YOKOTA TOKYOでは、岡崎和郎「ものの記憶・再考」展を開催いたします。

「補遺」の思考にもとづく岡崎和郎の作品は、記憶と密接に結びついてきました。

幼い日の景色 ———空の一升瓶で玄米を突いた脱穀の光景、竹槍を振るう大人、玩具の人形、空地、足袋、「黒い雨」、日の丸

戦中から戦後にかけて目にしたそれらの光景のなかで、本来の用途を失った「もの」は彼の記憶に留まり、やがてかたちを得て作品となっていきます。

岡崎にとって「作ること」は、同時に彼此を貫いて「観ること」でもありました。
1930年生まれの作家にとって、こうした少年期の体験は、その後に展開する造形感覚の基盤と深く結びついていたのかもしれません。


「過去のもの、記憶して持っているもの、インプットされたもの、自分がやってきたことが、僕の制作の契機というか、大事な源になっている。歴史というのは補遺の連続であり、補遺そのものと言える。 (中略) 一生のうちに一つのものの考え方を埋めていって、自分の全体ができればいいと思っている、それだけです。」 ——— 神奈川県立近代美術館 個展インタビュー(2010年)より


弊廊では2000年4月、岡崎和郎の個展「ものの記憶」を開催いたしました。
本展は、それをあらためて見つめ直す機会を通じて、岡崎の作品全体を捉え直す端緒となるものです。

記憶を宿した作品を通じて、作家の思考に触れ、さらに深める機会となれば幸いです。
 
— English below —

YOKOTA TOKYO is pleased to present the exhibition “Kazuo Okazaki: Mono no Kioku (The Memory of Objects) — A Reconsideration.”

Rooted in his concept of the “Supplement” (hoi), the works of Kazuo Okazaki have been intimately intertwined with memory.
In his early childhood, Okazaki witnessed a series of scenes and objects—the sight of threshing brown rice by pounding it with an empty glass bottle, adults wielding bamboo spears, toy dolls, vacant lots, tabi socks, “black rain,” and the Japanese national flag (Hinomaru).
Among these wartime and immediate postwar scenes, the “things” that had lost their original function remained in his memory and eventually took shape as works of art.

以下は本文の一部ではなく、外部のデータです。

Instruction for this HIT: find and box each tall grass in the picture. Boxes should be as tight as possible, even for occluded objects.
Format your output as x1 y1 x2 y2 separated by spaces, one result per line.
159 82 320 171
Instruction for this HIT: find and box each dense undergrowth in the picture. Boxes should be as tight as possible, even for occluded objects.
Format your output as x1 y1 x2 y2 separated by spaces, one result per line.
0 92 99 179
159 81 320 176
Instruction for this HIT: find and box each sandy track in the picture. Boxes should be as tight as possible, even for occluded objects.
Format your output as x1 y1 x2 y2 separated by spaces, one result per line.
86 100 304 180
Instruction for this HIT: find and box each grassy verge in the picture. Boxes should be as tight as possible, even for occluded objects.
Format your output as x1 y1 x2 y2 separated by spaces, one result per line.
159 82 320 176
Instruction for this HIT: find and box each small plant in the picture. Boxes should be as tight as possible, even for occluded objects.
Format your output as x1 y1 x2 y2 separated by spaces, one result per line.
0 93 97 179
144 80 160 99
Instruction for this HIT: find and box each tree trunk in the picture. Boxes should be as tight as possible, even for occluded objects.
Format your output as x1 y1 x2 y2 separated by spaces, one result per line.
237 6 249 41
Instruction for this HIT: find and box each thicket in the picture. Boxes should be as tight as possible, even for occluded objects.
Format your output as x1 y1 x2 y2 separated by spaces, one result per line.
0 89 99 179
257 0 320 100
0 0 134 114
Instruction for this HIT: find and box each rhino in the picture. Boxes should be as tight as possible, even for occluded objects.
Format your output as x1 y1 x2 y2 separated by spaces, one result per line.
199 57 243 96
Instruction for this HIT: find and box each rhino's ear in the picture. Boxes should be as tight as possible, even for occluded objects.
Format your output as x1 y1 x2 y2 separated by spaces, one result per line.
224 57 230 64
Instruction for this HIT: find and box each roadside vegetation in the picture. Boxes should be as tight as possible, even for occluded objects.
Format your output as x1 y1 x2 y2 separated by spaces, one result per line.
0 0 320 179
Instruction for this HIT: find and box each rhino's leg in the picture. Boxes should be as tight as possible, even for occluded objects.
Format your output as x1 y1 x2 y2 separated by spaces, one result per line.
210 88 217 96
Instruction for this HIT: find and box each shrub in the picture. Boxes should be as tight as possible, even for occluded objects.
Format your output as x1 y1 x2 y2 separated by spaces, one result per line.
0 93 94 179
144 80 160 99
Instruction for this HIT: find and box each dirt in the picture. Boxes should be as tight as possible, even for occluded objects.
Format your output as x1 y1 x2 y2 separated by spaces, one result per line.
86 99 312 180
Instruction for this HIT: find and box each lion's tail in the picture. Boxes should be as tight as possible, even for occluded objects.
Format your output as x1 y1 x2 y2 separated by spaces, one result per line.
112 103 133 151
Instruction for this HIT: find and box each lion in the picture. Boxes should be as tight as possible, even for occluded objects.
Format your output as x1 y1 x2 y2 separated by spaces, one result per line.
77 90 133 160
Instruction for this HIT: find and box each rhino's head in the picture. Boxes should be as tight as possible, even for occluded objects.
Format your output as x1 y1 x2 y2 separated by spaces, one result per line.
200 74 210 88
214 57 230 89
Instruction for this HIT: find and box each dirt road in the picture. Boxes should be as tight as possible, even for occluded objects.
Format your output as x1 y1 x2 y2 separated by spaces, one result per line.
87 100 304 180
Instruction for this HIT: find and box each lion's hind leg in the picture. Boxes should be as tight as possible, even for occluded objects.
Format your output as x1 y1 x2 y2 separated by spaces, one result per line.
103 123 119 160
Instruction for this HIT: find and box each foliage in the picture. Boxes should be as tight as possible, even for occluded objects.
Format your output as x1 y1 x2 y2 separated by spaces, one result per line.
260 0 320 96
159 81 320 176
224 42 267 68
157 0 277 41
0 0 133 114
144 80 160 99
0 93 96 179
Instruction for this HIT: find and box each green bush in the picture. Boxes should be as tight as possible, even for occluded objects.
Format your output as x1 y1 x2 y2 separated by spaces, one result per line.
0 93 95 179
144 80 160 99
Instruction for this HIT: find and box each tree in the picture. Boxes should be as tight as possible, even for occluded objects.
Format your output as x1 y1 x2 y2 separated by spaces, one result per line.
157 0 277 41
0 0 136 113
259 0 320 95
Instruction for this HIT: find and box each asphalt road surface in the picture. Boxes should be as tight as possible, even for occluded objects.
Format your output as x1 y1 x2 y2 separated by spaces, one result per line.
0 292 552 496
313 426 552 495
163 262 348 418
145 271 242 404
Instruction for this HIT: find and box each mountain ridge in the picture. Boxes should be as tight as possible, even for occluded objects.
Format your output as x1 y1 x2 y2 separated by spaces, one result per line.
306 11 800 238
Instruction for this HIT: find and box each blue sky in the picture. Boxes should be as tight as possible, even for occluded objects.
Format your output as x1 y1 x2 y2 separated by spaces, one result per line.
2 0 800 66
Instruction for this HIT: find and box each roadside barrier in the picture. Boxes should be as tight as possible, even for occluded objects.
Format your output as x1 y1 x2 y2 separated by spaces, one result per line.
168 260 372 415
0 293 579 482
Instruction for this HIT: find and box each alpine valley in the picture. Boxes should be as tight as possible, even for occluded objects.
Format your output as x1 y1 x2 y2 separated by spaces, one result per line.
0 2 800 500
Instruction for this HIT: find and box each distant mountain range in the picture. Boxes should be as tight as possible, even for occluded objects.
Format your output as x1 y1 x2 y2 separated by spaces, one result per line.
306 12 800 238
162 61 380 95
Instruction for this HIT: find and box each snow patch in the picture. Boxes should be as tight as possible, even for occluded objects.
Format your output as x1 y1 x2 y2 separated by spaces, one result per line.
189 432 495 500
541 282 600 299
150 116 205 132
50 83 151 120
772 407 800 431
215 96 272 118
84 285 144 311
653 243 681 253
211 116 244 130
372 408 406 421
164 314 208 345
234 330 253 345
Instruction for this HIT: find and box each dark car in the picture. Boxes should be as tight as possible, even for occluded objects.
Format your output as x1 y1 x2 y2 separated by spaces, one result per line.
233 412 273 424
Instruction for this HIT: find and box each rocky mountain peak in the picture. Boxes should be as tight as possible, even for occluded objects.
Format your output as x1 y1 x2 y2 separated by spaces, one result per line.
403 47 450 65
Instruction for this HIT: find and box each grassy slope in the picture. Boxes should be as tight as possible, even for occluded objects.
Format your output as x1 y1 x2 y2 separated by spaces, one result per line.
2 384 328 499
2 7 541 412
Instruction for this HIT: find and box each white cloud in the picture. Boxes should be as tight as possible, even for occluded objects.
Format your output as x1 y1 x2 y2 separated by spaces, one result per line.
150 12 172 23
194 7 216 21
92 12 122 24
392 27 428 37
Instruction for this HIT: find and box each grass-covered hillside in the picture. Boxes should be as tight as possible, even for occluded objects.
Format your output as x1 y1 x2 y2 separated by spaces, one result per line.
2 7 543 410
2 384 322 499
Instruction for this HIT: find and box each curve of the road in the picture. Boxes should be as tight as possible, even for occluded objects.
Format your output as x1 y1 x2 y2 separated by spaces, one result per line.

For Okazaki, the act of making was at once an act of perceiving—a sustained gaze that pierces beyond the visible and extends across time.

For an artist born in 1930, these scenes encountered in his boyhood may have been deeply connected with the foundation of the sculptural sensibility that would later unfold throughout his career.

"For me, things of the past, things held in my memory, things internalized, and the things I have done are vital sources for art and catalysts for my work. History is a chain of “supplements.” In fact, it might be called a “supplement” in itself. […] I have always thought that it would be enough if I could complete my whole self by fulfilling a single way of thinking during my lifetime."

— From n interview conducted during his solo exhibition at The Museum of Modern Art, Kamakura & Hayama, in 2010.

In April 2000, our gallery presented Okazaki’s solo exhibition “Mono no Kioku” (The Memory of Objects). The present exhibition revisits that earlier moment and serves as a point of departure for reconsidering his body of work as a whole.

Through the works that imbued with memory, we hope that this exhibition will provide an occasion to encounter and to further engage with Okazaki’s thought.